When I planned the visit, I was thinking Gerry Winogrand and Joel Meyerowitz, when I arrived I rapidly found myself in Alfred Stieglitz territory and then Gursky raised his head. The problem I had was simply too much material triggering too many thought processes. 4 days is enough time to smell the place, to photograph it would take a lifetime, even if only considering a tiny element of what the city has to offer. In the end I became overloaded and sank into a touristic torpor simply clicking away at whatever mad sight came next. But, hey, this was meant to be a holiday, not a photographic marathon, so I went with the flow hoping that among the many frames I exposed I would get a few that would stand up and be counted.
The first impression, simply turning the corner from our hotel was the vibrancy of the place, this was inspired by Meyerowitz's street level images contrasting the dark shadows of the street with the blasts of colour from the buildings
Wearing my street photographer hat I really was spoilt for choice, this is the best image I captured, colour and movement.
Another photographer whose inspiration I brought with me was Joel Sternfeld and in particular his study of the the Highline. We dutifully visited the raised railroad, now a linear park stretching 15 blocks. Early on a Sunday morning we were among the few out and about:
One of the more bizarre incidents happened on the way to the Highline the day after we went to the WeeGee exhibit at the International Center for Photography.

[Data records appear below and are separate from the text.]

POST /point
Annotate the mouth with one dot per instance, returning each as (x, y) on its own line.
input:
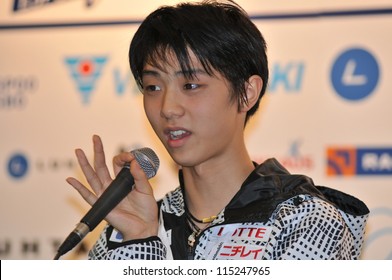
(176, 134)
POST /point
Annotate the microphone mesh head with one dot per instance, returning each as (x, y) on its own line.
(147, 160)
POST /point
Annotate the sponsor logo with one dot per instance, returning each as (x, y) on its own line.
(20, 5)
(18, 166)
(288, 76)
(14, 91)
(351, 161)
(355, 74)
(85, 71)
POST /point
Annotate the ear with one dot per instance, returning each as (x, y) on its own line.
(252, 89)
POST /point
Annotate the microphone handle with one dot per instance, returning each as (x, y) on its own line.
(115, 193)
(121, 186)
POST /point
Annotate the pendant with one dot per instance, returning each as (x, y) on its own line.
(191, 239)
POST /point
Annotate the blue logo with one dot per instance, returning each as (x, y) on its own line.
(85, 72)
(355, 74)
(351, 161)
(18, 166)
(289, 76)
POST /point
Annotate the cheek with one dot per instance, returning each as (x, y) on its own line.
(151, 112)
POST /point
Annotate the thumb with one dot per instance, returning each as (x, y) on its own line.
(142, 185)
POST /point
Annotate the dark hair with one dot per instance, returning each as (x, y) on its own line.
(220, 34)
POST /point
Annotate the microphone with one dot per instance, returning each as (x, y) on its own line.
(121, 186)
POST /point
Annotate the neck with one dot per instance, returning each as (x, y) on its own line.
(211, 186)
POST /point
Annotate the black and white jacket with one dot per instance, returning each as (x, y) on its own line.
(275, 215)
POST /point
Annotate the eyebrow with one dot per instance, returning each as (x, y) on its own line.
(187, 73)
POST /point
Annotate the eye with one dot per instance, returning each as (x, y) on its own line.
(191, 86)
(151, 88)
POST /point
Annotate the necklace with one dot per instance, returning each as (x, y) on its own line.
(194, 228)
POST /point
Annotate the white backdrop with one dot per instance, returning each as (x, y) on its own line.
(64, 76)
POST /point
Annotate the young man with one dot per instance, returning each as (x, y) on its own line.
(202, 69)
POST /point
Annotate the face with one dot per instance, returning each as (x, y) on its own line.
(194, 117)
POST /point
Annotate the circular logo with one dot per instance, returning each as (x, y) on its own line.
(355, 74)
(18, 166)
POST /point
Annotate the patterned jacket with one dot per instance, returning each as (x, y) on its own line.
(275, 215)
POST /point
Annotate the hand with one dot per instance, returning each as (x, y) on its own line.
(136, 216)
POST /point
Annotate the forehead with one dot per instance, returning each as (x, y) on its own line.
(166, 60)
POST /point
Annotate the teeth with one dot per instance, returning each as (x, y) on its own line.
(177, 133)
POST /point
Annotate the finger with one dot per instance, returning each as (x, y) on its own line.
(120, 160)
(86, 194)
(100, 166)
(142, 185)
(89, 172)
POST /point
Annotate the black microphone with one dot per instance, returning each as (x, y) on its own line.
(121, 186)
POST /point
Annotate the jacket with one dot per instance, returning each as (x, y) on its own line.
(275, 215)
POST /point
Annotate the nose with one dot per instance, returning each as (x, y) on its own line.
(171, 106)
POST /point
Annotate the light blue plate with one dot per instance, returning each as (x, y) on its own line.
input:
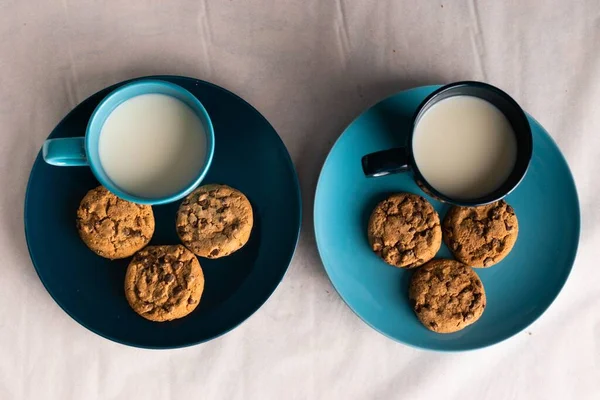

A blood trail led across 4 blocks, weaving in and out, sometimes just a trickle occasionally a splash. I thought it might just be a nose bleed, but the amount of blood contradicted that theory. Perhaps some crime, maybe the ghost of a man with a Speed Graphic lurked in the alleyways:
I mentioned Stieglitz at the beginning. The view from our 37th floor room brought me to that mode of thought:
Very reminiscent of the images he made from hotel and apartment windows in New York.
I will be returning to my New York photographs over a few blog entries to come. One decision I made on arrival was to conciously work on 4 of the upcoming projects in the course:
Re-photograph a known photo, well not hard in New York. This was an early shot in developing a sequence leading to attempting to rephotograph one of my favorite historical images, did I mention Stieglitz.
Using a wide angle lens for near far juxtaposition
Using a telephoto to compress planes
And finally picking scenes from a landscape - did they mention an elevated position. Well here is my starting point, again shot from my hotel bedroom window:
An amazing and totally enjoyable weekend.